TOPEKA — Kansas legislators convened Monday afternoon for the start of their annual session with a number of policy issues expected to make it a difficult spring.
Several legislators said they were glad to be back, but expected a tough ride this session.
House Speaker Ron Ryckman, an Olathe Republican, welcomed members back to the House and said he expected the Legislature to continue its leadership approach from last year — trusting the legislative process to yield results.
“This year presents us with an opportunity to continue leading and finding comprehensive solutions that will provide certainty for our state,” Ryckman said. “I’m excited to get to work.”
House Minority Leader Jim Ward, a Wichita Democrat running for governor, said he loved the first day of session. This year, though, will be “very difficult” because of questions on school finance facing the Legislature. He hoped bipartisanship would rule the day this session.
“Kansas works best when we work together up here,” Ward said. “Really, in my tenure, all good solutions and policies have been a product of bipartisan coalitions, and I hope to re-establish those coalitions this year as we work through school finance.”
Ward said he feared the Legislature could “lose progress” made last year on working across the aisle because of election-year partisanship.
Ryckman, Ward and other lawmakers expected a long road ahead as they work to solve the state’s school funding problems. The Kansas Supreme Court ruled legislators’ school funding plan unconstitutional in October and gave them until April 30 to fix it.
Ryckman said school finance and balancing the state budget would be the biggest challenges for lawmakers. He previously expressed concern an increase in funds for K-12 will make it difficult to address other essential areas of the state’s tight budget, such as mental health and child welfare.
The state’s attorneys would like to see a plan passed by March 1, which legislators have said might not be possible. Others have expressed opposition to the court ruling or cast doubt on their ability to fund K-12 schools to the liking of the plaintiff school districts’ attorneys — another $600 million each year.
Senate President Susan Wagle, a Wichita Republican, has said she expects the session to be the most difficult of her tenure.
“This is going to be a very difficult session,” she said. “Six-hundred million is an awful lot of money, and the demands in this ruling are very far-reaching, and they’re putting the hammer down and saying, ‘Do it now.’ It’s going to be, I believe, the most difficult session I’ve ever served in.”
After an interim committee gathered information on school finance and a group of legislative leaders hired attorneys and expert witnesses, it is unclear where legislators might land on the issue.
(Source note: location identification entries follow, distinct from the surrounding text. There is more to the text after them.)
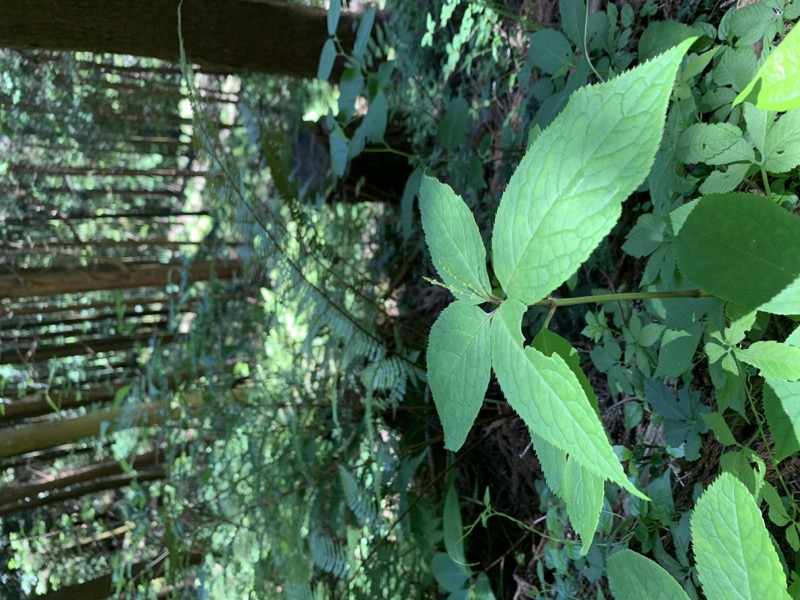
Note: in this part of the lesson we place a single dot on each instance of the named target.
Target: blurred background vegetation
(213, 305)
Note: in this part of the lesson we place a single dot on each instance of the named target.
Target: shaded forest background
(214, 307)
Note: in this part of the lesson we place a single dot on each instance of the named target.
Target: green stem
(556, 302)
(766, 181)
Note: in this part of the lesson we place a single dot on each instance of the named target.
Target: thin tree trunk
(51, 282)
(270, 36)
(102, 587)
(13, 495)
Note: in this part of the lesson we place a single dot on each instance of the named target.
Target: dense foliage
(517, 318)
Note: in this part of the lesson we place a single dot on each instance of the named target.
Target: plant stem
(766, 181)
(556, 302)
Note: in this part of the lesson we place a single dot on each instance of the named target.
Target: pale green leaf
(583, 495)
(742, 248)
(451, 527)
(735, 68)
(759, 122)
(636, 577)
(661, 36)
(374, 124)
(776, 85)
(782, 148)
(567, 192)
(448, 573)
(573, 19)
(677, 350)
(455, 243)
(547, 395)
(334, 9)
(548, 343)
(459, 362)
(326, 60)
(550, 51)
(728, 180)
(749, 23)
(713, 144)
(782, 409)
(364, 32)
(553, 462)
(773, 359)
(733, 552)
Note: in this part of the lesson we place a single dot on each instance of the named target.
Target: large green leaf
(459, 362)
(782, 144)
(733, 552)
(782, 409)
(549, 343)
(583, 495)
(547, 395)
(454, 240)
(773, 359)
(635, 577)
(713, 144)
(581, 490)
(776, 85)
(553, 462)
(567, 192)
(742, 248)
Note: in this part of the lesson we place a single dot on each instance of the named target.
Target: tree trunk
(52, 282)
(103, 587)
(229, 35)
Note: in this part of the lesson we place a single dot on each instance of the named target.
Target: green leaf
(573, 19)
(549, 343)
(453, 125)
(677, 350)
(749, 24)
(733, 552)
(373, 126)
(777, 511)
(773, 359)
(350, 87)
(720, 182)
(326, 60)
(567, 192)
(553, 462)
(714, 144)
(735, 67)
(776, 85)
(410, 192)
(550, 51)
(455, 243)
(645, 237)
(634, 577)
(448, 573)
(583, 495)
(547, 395)
(339, 150)
(716, 423)
(459, 366)
(451, 527)
(782, 146)
(334, 9)
(782, 409)
(483, 588)
(363, 33)
(742, 248)
(581, 490)
(661, 36)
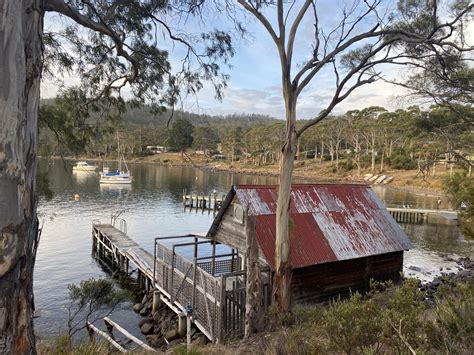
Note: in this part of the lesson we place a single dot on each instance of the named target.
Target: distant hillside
(144, 116)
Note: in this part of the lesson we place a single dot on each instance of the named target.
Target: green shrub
(354, 325)
(451, 330)
(402, 161)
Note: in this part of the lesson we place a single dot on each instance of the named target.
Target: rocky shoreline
(449, 279)
(161, 327)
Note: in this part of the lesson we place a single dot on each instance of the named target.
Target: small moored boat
(117, 176)
(83, 166)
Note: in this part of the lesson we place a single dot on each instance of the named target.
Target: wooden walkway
(418, 215)
(201, 201)
(122, 250)
(213, 291)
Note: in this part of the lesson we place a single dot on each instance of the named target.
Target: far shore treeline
(360, 140)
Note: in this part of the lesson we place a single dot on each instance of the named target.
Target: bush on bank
(389, 319)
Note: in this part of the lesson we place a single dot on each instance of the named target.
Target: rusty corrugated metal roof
(330, 222)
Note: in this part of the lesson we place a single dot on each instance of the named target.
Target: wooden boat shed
(341, 236)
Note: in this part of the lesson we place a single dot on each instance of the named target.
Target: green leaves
(91, 300)
(181, 134)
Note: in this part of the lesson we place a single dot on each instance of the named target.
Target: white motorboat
(83, 166)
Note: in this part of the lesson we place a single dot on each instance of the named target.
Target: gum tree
(365, 38)
(111, 46)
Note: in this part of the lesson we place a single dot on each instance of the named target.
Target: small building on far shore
(341, 236)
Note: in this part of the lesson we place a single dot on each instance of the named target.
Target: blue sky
(255, 84)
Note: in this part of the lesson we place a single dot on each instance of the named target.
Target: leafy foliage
(91, 300)
(181, 134)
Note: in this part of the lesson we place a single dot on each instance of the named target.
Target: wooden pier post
(188, 331)
(213, 267)
(181, 324)
(156, 302)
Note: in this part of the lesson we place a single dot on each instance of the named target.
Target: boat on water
(115, 177)
(118, 176)
(83, 166)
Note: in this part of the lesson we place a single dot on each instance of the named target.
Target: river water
(154, 208)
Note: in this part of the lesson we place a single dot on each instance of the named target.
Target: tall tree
(181, 135)
(368, 35)
(111, 46)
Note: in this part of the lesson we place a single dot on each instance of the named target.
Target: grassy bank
(309, 170)
(435, 318)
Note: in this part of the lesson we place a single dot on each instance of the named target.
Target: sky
(255, 79)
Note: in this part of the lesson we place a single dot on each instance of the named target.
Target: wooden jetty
(209, 289)
(417, 215)
(201, 201)
(109, 336)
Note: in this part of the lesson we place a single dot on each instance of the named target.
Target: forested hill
(144, 115)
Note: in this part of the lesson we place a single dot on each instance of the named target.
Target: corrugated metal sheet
(330, 222)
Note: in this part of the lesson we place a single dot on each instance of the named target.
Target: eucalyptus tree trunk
(253, 288)
(20, 68)
(282, 284)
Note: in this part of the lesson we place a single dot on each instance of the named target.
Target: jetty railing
(213, 290)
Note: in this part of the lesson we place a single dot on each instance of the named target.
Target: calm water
(154, 208)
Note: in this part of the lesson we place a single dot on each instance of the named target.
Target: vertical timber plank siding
(231, 232)
(20, 69)
(324, 281)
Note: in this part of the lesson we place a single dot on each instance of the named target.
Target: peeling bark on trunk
(20, 70)
(253, 300)
(281, 290)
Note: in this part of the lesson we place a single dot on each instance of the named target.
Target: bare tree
(111, 45)
(368, 35)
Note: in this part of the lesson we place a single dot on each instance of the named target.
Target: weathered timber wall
(324, 281)
(230, 231)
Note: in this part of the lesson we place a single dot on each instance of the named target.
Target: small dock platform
(210, 289)
(202, 201)
(418, 216)
(122, 251)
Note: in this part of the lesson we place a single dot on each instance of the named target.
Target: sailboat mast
(119, 156)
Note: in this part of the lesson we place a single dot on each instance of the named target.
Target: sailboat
(118, 176)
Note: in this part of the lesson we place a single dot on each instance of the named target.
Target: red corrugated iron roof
(330, 222)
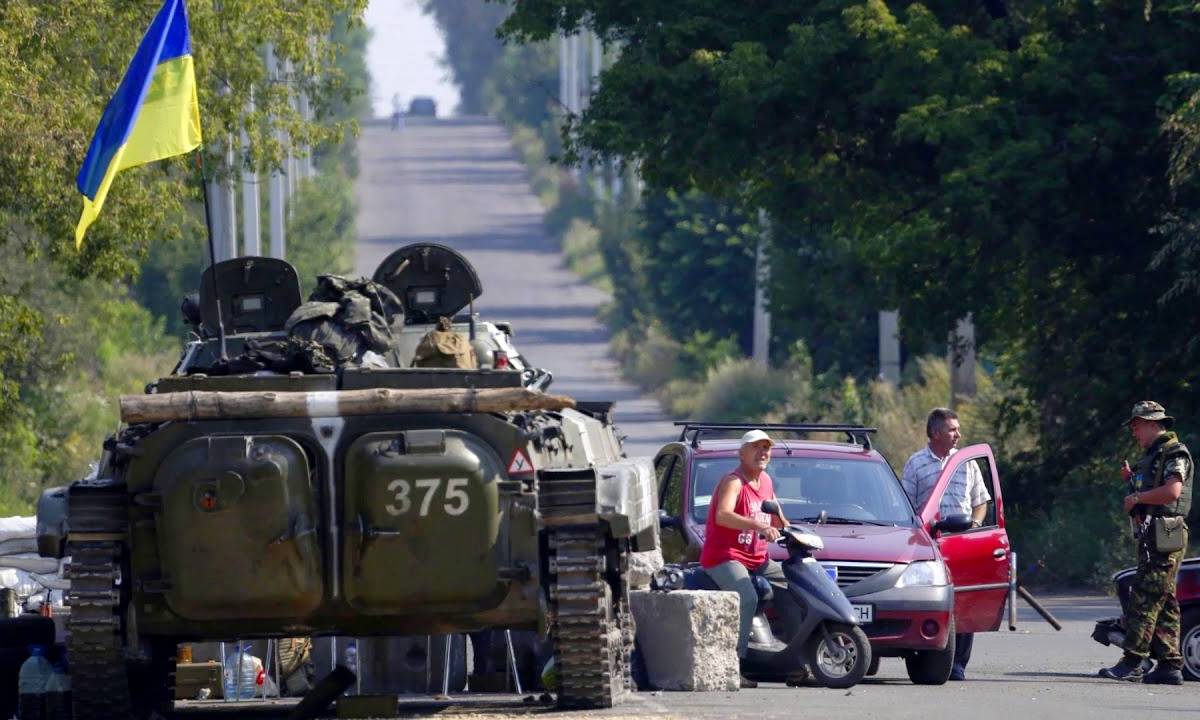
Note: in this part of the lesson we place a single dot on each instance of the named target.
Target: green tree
(468, 28)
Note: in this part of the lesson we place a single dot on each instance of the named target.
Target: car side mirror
(953, 523)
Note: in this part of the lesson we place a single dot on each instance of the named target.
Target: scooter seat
(696, 579)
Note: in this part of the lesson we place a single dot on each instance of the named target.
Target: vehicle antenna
(213, 259)
(471, 317)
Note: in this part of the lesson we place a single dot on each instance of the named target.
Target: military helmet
(1149, 409)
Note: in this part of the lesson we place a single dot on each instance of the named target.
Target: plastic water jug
(31, 683)
(58, 694)
(241, 664)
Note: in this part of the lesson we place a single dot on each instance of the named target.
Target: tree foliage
(1024, 161)
(468, 28)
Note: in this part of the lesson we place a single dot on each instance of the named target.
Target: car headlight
(923, 574)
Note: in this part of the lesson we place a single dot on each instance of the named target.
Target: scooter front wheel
(839, 655)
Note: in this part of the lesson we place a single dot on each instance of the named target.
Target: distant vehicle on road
(423, 106)
(913, 577)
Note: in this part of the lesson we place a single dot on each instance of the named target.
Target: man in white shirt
(965, 495)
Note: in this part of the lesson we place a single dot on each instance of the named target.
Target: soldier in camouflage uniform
(1159, 501)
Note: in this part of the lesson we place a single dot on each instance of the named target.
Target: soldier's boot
(1164, 675)
(1126, 670)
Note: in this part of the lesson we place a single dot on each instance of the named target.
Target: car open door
(672, 539)
(978, 557)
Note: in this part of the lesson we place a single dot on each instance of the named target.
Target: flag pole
(213, 252)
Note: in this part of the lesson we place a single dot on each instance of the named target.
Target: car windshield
(847, 491)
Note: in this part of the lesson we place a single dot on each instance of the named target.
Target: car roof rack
(858, 435)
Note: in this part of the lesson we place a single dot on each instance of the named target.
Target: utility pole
(762, 276)
(225, 207)
(277, 190)
(961, 360)
(251, 235)
(889, 346)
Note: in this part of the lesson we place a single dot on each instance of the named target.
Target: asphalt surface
(457, 183)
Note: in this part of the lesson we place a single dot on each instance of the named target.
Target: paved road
(1033, 673)
(457, 183)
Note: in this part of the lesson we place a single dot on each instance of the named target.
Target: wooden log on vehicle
(197, 405)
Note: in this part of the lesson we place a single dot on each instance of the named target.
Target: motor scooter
(826, 639)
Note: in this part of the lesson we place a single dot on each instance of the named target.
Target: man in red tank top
(737, 533)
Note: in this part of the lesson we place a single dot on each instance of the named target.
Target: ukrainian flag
(154, 114)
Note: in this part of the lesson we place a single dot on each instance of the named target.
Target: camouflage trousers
(1152, 615)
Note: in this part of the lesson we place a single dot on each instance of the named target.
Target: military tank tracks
(100, 687)
(102, 672)
(588, 598)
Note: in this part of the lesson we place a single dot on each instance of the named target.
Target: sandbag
(30, 563)
(18, 545)
(17, 527)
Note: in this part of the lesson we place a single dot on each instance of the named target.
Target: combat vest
(1149, 474)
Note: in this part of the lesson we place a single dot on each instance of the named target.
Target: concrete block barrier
(689, 639)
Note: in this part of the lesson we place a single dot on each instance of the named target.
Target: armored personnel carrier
(243, 499)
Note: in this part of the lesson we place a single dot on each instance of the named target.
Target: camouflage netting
(345, 323)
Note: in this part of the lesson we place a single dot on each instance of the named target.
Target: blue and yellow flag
(154, 114)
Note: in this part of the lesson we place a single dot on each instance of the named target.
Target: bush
(738, 390)
(581, 247)
(1080, 540)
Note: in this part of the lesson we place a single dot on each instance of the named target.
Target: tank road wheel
(591, 624)
(105, 683)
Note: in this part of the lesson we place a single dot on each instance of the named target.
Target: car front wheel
(1189, 643)
(931, 667)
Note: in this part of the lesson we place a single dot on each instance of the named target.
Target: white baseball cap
(755, 436)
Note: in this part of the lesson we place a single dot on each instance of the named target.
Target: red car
(915, 577)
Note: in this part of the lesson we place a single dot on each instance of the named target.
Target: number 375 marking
(455, 503)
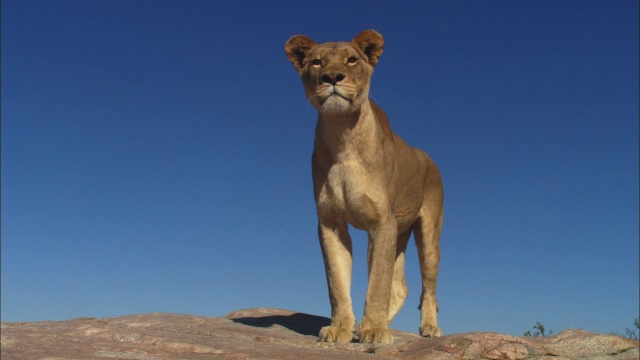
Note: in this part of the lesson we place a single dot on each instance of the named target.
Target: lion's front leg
(337, 251)
(374, 327)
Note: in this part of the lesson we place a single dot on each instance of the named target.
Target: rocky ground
(277, 334)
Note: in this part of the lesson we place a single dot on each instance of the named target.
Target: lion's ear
(371, 44)
(297, 48)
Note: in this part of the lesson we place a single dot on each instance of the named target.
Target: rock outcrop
(277, 334)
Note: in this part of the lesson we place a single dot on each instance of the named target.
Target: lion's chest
(350, 192)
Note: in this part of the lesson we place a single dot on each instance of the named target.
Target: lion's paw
(430, 331)
(376, 335)
(335, 334)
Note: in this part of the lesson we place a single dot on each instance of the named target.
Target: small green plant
(539, 330)
(634, 332)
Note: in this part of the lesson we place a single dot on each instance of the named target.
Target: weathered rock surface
(277, 334)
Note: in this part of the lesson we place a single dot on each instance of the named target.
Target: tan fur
(366, 176)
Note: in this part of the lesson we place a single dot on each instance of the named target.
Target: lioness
(365, 175)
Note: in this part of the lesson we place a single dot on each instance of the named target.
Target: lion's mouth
(335, 94)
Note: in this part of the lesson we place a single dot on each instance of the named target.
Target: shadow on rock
(304, 324)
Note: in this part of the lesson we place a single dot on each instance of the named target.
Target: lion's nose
(332, 78)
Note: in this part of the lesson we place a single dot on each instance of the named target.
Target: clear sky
(156, 157)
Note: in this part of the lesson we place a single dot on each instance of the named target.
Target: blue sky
(156, 157)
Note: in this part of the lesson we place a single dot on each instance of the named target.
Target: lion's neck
(344, 137)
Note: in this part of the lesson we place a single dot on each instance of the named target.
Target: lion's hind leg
(399, 289)
(427, 235)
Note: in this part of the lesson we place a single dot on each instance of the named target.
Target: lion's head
(336, 75)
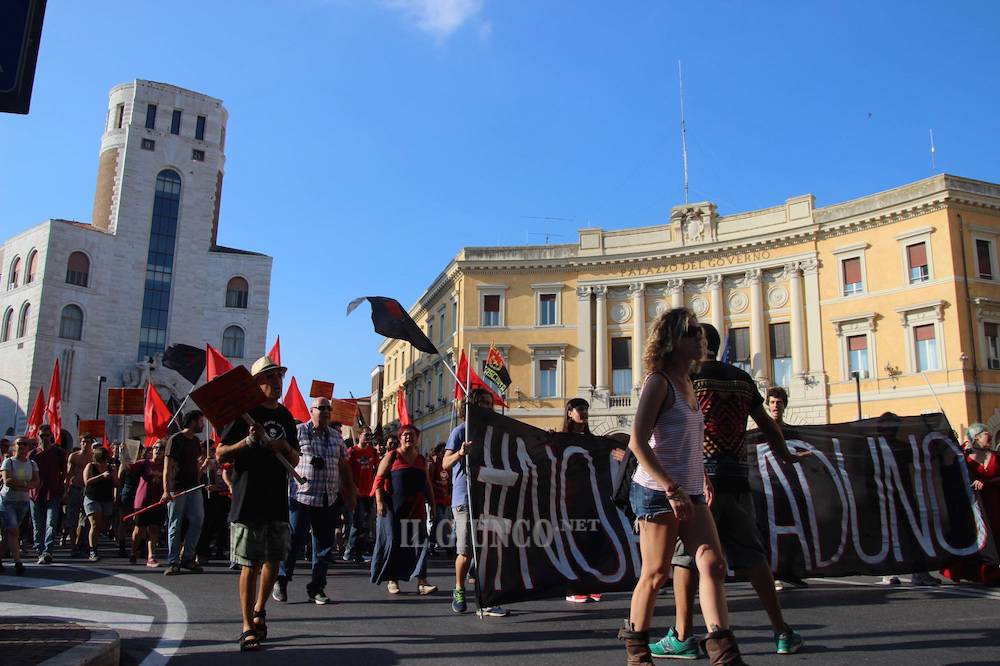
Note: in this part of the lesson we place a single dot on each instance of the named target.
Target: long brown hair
(660, 344)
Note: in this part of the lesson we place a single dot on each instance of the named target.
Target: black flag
(187, 361)
(392, 321)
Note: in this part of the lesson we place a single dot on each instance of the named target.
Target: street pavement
(193, 619)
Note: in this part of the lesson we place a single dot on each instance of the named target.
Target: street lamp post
(17, 401)
(100, 382)
(857, 390)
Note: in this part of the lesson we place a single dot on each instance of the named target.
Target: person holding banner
(670, 490)
(259, 534)
(727, 396)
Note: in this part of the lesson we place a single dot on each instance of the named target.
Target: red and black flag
(187, 361)
(496, 370)
(392, 321)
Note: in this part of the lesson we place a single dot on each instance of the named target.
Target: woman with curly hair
(669, 490)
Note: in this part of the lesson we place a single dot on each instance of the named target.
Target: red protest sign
(228, 396)
(321, 390)
(126, 402)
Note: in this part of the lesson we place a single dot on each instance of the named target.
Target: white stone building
(106, 297)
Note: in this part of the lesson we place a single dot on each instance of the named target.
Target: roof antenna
(933, 164)
(680, 78)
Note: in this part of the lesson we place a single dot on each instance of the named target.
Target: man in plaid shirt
(323, 462)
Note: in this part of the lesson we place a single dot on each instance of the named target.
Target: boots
(636, 645)
(722, 649)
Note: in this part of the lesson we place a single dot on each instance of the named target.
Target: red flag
(293, 400)
(404, 414)
(155, 417)
(37, 415)
(475, 382)
(215, 363)
(275, 353)
(54, 409)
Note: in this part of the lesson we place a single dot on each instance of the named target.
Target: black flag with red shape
(392, 321)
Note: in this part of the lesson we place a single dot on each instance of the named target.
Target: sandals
(249, 641)
(260, 628)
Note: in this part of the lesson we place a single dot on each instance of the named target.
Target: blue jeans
(360, 533)
(45, 514)
(192, 507)
(321, 519)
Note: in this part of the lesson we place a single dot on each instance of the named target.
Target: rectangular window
(984, 258)
(621, 366)
(781, 355)
(491, 310)
(547, 310)
(857, 355)
(916, 257)
(738, 347)
(992, 332)
(852, 276)
(926, 347)
(547, 378)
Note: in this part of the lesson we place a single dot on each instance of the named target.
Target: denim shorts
(648, 503)
(12, 512)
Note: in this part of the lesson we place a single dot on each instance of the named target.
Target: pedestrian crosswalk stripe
(121, 591)
(118, 621)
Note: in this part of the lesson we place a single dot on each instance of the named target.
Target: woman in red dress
(984, 470)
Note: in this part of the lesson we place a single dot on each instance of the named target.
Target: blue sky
(369, 140)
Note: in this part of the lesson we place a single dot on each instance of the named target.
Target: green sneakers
(671, 647)
(788, 641)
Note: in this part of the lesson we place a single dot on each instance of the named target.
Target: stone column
(584, 348)
(676, 288)
(714, 284)
(638, 331)
(758, 334)
(798, 330)
(601, 358)
(814, 326)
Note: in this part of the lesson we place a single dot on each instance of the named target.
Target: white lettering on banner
(921, 506)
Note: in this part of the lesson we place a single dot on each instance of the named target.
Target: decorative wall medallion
(777, 297)
(621, 312)
(738, 302)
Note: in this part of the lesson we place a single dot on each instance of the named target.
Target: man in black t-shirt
(185, 457)
(259, 534)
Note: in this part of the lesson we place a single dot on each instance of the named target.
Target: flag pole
(468, 487)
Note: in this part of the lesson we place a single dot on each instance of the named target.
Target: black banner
(545, 520)
(876, 497)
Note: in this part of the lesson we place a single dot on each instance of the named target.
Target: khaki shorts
(254, 545)
(736, 523)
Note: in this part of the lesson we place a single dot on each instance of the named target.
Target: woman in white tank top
(669, 488)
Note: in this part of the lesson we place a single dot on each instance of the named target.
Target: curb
(103, 648)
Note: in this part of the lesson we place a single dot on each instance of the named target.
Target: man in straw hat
(259, 533)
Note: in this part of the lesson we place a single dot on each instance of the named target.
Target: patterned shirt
(323, 481)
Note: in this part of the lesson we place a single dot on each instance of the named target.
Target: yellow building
(804, 297)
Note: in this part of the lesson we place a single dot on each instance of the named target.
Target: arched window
(78, 269)
(71, 323)
(8, 323)
(29, 274)
(237, 293)
(24, 320)
(232, 342)
(15, 273)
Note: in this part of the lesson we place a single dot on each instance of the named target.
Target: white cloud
(438, 18)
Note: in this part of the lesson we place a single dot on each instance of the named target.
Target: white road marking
(121, 591)
(120, 621)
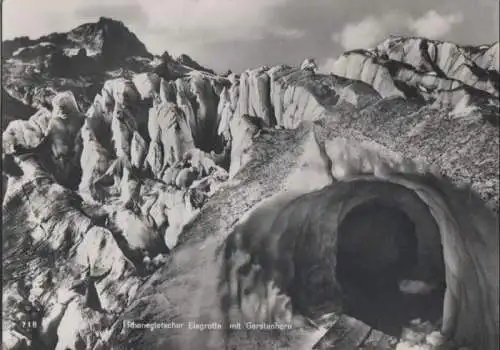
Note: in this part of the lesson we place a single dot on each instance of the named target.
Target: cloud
(287, 33)
(432, 25)
(369, 31)
(215, 20)
(199, 21)
(372, 30)
(327, 66)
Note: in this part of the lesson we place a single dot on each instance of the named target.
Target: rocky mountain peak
(146, 181)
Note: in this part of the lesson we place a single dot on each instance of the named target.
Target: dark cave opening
(377, 248)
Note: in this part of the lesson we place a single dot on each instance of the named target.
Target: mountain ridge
(144, 189)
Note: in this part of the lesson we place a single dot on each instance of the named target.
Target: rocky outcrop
(437, 72)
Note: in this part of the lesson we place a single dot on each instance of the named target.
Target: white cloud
(176, 24)
(216, 19)
(369, 31)
(372, 30)
(433, 25)
(327, 66)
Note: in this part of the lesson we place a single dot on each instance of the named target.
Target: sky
(241, 34)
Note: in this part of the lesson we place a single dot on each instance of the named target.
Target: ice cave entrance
(377, 247)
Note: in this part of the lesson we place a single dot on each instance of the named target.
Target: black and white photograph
(250, 174)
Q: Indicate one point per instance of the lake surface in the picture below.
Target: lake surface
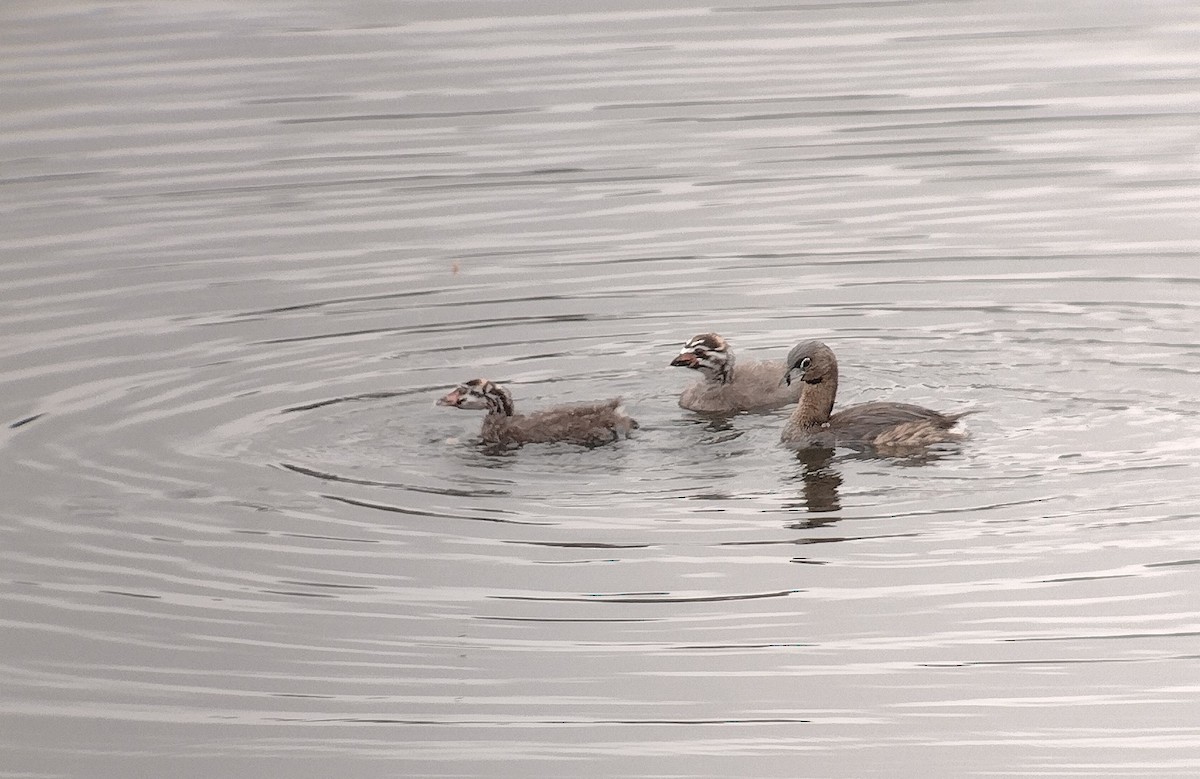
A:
(246, 247)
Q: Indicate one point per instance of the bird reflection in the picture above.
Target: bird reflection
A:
(820, 481)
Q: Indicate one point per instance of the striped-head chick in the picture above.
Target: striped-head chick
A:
(709, 354)
(479, 393)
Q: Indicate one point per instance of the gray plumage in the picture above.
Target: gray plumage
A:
(885, 427)
(585, 424)
(727, 388)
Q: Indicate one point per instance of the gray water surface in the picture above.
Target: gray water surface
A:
(246, 247)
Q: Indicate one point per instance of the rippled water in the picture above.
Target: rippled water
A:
(246, 250)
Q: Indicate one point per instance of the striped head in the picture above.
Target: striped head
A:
(479, 393)
(709, 354)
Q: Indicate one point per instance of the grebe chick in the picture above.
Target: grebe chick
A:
(585, 424)
(751, 387)
(885, 427)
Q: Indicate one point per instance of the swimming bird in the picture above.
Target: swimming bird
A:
(585, 424)
(750, 387)
(885, 427)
Gov. Sam Brownback also welcomed the Legislature back with a tweet Monday morning.
Brownback will give his annual State of the State address this evening, addressing the court’s opinion on school finance and talking about “hopes and dreams.” The traditional speech comes after Brownback drew criticism for handing over key responsibilities to Lt. Gov. Jeff Colyer while waiting to be confirmed by the U.S. Senate for a federal job.